Monday of Holy Week: Paradox and Reason

Isaiah 42:1-9
Psalm 36:5-11
Hebrews 9:11-15

John 12:1-11


Almighty God,
whose most dear Son went not up to joy
but first he suffered pain,
and entered not into glory before he was crucified:
Mercifully grant that we, walking in the way of the cross,
may find it none other than the way of life and peace;
through Jesus Christ your Son our Lord,
who lives and reigns with you and the Holy Spirit,
one God, for ever and ever. Amen.

In these next three evenings my hope is that we can continue using the day’s collect as a focus for reflection, but I would like to consider them within a central theme of Christian faith – paradox. As a word, paradox, appears in English sometime in the mid-16th century and originally denoted any statement contrary to accepted opinion. Its contemporary usage, as I have discovered it, defines it as “a seemingly absurd or contradictory statement or proposition which when investigated may prove to be well founded or true.” When you really come to think of it, so much of Christian faith and truth finds it expression in the form of paradox: if you want to receive, then learn to give; if you want to be forgiven, then forgive first; if you want to feel a part, invite someone in. And it is this paradoxical truth to which today’s collect alludes.
Of all the collects we have been considering, this is the first which finds it composition in the American Church. Its author, William Reed Huntington, inspired by words contained in the Visitation of Sick until the 1928 revision, composed and included it in his work 1882 Materia Ritualis written as preparation was for upcoming Prayer Book revision. The collect finally found its way into the 1928 Prayer Book. In our current Prayer Book we find it in three places. It is, of course, the collect for today, but we also would have heard it yesterday, as it is appointed to be used as a station collect in the proper liturgy for Palm Sunday. Additionally, it appears in Daily Morning Prayer under the heading “A Collect for Friday”. The Prayer Book provides so many opportunities for us to hear and pray this collect because, perhaps, it is so needful we come to terms with its truth; its paradoxical, counter-intuitive truth that the most commonsensically obvious path is not the one that gets us to where we may want to be going, or that the most obvious is not the most helpful, or even the most true.
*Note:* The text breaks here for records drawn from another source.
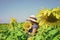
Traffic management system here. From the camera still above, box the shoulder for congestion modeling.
[32,24,38,28]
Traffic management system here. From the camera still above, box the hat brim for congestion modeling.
[29,18,37,22]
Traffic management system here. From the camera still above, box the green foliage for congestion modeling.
[0,22,28,40]
[35,26,60,40]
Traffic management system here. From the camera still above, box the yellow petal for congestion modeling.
[48,11,51,16]
[56,14,60,19]
[44,11,47,16]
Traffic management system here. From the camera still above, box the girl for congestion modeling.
[27,15,38,37]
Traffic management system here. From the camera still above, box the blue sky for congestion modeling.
[0,0,60,23]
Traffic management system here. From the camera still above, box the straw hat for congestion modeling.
[27,15,37,23]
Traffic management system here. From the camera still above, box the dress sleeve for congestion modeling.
[32,24,38,29]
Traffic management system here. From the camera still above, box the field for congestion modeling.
[0,7,60,40]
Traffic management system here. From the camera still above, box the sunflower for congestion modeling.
[23,21,32,31]
[36,7,60,28]
[9,17,17,29]
[10,17,16,23]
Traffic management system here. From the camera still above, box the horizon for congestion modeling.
[0,0,60,23]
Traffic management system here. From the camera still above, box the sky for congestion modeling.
[0,0,60,23]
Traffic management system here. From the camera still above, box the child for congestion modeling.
[27,15,38,37]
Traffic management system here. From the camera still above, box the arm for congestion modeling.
[32,24,38,36]
[32,28,37,35]
[28,28,37,38]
Look at the figure of Mary in this evening’s gospel, and look at the figure of Judas. In her breaking open the costly perfume and anointing Jesus’ feet, Mary “wastes” possibly up to 300 denarii – remember a denarius was equivalent to a day’s wages for a common laborer and for some people 300 denarii might represent more than a year’s earnings. What could be more counter-intuitive – foolish even – than what she did? It makes no sense. And where is the voice of reason? In mouth of Judas – a traitor and a thief, at least as the evangelist represents him – who pipes up “Why was this perfume not sold for three hundred denarii and the money given to the poor?” (John 12:5) Now, he does makes a lot of sense. Yet, whom does the evangelist depict in better light, and which of the two figures are held up as models of Christian discipleship? Mary, certainly, and in large part because she is able to interpret the events around her with a counter-intuitive reason and disern not the obvious, but the deeper reality. None of Jesus’ other followers have been willing to accept that he will suffer pain and crucifixion before he goes up to joy or enter into glory; only she, and by anointing him in this costly way she affirms the reality of his identity and of his mission. She affirms the truth of paradox.
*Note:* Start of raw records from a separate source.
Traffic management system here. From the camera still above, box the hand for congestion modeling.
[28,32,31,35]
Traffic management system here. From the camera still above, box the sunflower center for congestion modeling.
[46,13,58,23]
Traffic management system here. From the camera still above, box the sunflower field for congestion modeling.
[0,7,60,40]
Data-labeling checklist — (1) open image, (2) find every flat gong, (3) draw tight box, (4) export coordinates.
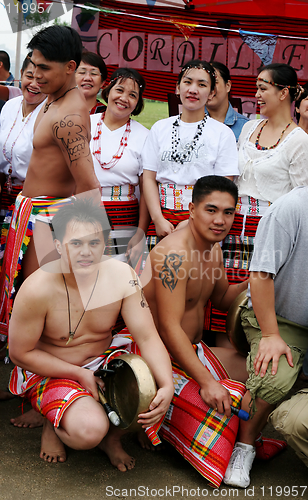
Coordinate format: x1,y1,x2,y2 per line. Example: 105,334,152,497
104,354,157,431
I sometimes wonder if both Mary and Judas were bringing their proposals for the use of 300 denarii to one of our vestries, which of the two would get backing. How often are willing to make the counter-intuitive choice that draws into the truth of paradox? This doesn’t mean we ought to abandon reason or commonsense, but it does mean that sometimes while the shortest route from A to C is through B, it is not always the best, the most beneficial or even the most authentic, and that sometimes the most obvious or most simple or most convenient plan of action does not always get us to where we really want to be or need to be. Instead, we need the counter-intuitive vision; the understanding that encompasses paradox as the conveyor of some of the deepest truths me know. As we enter into these more sacred days of the Christian year, we enter also into Christianity’s most sacred mystery expressed in the disturbing paradox that new life is found only through death. Each year we are challenged – and every day we should be challenged – by this truth, and we are invited, counter-intuitively, to discover life and peace through the torturous and circuitous way of the cross. Pray that our common-sense or reasonable plans of action get not too much in the way.